To be clear, here’s what I want.
I want the head to move to 100,100
I want the laser to fire for a defined time and strength.
I want the laser to stop, and then move to the next point.
Neither vector nor engrave mode appear to have this capability at the moment. I can make a very nice small circle, but it has the problem that the center of the circle has a kerf that overlaps itself, and burns all the way through the material.
How should I do this? I’m not even sure it’s expressible directly in SVG. Perhaps a poly line with a start and end at the same location? How would I control duration?
Duration here is equivalent to speed in other modes.
Why do I want this?
For halftoning; perforating; and small typeface features, used in combination with defocus to deliver width.
I’ve been wanting this same feature, for marking out holes that would be more conveniently done on a drill press than with the laser. Best I could come up with was scoring a tiny circle, but it would be ideal, as you say, if we could prevent the laser carriage from moving at all.
Have you tried scoring a single vector point? Yesterday I ended up with some extra dots on my project because I didn’t clean up my art properly and had some stray points. I didn’t pay a ton of attention because it was a mistake, but the head didn’t seem to move while it was zapping each point.
Unfortunately, I already cleaned up the file that had the stray points – and I can’t seem to recreate what I did before. I’m trying to put together a file in Illustrator with a few stray points and an ignorable bounding box but when I load the svg into the GFUI only the bounding box prints. Maybe @jbmanning5 can help? Not sure what I’m doing differently than yesterday.
So the smallest step the GF can do is roughly 1/1300" aka about 0.02mm. So if you made your circle that size the gantry wouldn’t move. OK, maybe one step.
The power would be weird because of the slowdown thing, but you could just do testing and multiple passes to get that right.

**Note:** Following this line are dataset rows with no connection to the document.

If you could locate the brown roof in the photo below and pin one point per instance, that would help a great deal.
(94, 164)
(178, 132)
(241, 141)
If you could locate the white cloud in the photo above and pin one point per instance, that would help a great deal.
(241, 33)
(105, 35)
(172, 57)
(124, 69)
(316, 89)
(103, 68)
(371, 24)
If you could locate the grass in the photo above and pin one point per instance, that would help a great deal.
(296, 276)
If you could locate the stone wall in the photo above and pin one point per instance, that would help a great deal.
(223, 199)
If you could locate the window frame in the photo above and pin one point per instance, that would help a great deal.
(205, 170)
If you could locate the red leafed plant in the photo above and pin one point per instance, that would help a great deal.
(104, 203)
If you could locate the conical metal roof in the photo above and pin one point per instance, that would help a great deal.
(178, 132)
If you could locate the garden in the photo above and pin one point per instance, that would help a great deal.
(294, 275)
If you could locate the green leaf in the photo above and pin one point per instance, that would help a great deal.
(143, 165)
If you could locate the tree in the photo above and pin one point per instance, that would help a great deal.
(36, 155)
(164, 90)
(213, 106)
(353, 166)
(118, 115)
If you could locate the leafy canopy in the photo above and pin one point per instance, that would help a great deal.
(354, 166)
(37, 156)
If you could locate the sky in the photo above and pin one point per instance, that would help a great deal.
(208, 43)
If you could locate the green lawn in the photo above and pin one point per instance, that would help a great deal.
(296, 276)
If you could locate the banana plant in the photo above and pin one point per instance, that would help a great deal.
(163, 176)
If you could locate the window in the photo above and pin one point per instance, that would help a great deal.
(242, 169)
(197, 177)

I think that from a point of view of control @dwardio is right about engraving a dot, probably raster engrave, also probably multiple passes. The beam would be on for a known (ish) length of time depending on how many zooms you did the engrave at.

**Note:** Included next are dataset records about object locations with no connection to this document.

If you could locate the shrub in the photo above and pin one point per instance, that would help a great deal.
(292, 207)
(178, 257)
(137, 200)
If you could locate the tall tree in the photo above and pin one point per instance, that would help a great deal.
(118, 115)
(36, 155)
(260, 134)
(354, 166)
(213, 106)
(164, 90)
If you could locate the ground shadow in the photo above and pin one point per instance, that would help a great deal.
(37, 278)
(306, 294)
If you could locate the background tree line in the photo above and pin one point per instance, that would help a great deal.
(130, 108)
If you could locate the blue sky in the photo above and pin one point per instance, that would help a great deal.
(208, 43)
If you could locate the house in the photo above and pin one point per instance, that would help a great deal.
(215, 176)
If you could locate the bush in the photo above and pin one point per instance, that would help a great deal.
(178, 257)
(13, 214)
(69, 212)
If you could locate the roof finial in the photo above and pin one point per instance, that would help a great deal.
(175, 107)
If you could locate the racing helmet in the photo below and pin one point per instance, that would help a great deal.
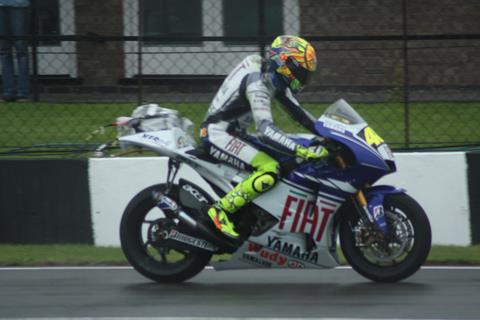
(294, 59)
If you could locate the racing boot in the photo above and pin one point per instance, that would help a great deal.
(221, 221)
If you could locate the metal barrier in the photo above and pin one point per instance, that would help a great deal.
(410, 70)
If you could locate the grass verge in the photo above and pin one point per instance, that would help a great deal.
(426, 123)
(72, 255)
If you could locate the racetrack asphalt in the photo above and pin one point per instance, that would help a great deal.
(432, 293)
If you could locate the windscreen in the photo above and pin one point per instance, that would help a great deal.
(341, 111)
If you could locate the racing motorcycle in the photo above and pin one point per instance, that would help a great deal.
(383, 233)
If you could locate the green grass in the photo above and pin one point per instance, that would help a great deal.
(429, 123)
(35, 255)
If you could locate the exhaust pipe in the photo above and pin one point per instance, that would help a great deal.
(166, 203)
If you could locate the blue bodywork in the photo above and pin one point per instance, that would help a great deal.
(326, 178)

Here’s my understanding from photography (which may not be the correct analog here):
In idealized ray optics, where rays are assumed to converge to a point when perfectly focused, the shape of a defocus blur spot from a lens with a circular aperture is a hard-edged circle of light
This means the burn depth will be approximately even across the circle.
Rotating, as to form a circle, on the other hand, produces an effect where the intentity of the laser is highest in the center, where the beam touches for 100% of the cut. This will form a deeper central cut with a decreasing intensity towards the edges, where the beam spends less and less time.

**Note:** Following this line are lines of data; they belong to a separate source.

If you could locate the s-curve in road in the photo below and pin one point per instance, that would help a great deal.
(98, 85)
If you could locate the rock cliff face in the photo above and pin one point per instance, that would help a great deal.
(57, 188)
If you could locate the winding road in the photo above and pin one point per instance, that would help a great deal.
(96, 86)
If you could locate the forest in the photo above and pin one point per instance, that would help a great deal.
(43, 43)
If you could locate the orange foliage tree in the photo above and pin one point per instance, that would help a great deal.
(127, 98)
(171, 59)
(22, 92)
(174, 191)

In my case, this central cut punches all the way through the material, which I do not want.
I have discovered that dynamic inset in Inkscape does not eliminate the circle but can make it less than a pixel. if you had larger circles properly situated and used dynamic inset they would appear to go away but I suspect that the laser would go there and pause as they remain in the data, I was having them where I did not want them and it was a huge pain to find and eliminate them but as stitching holes they would work perfectly if as I suspect they would make the travel to the GFUI.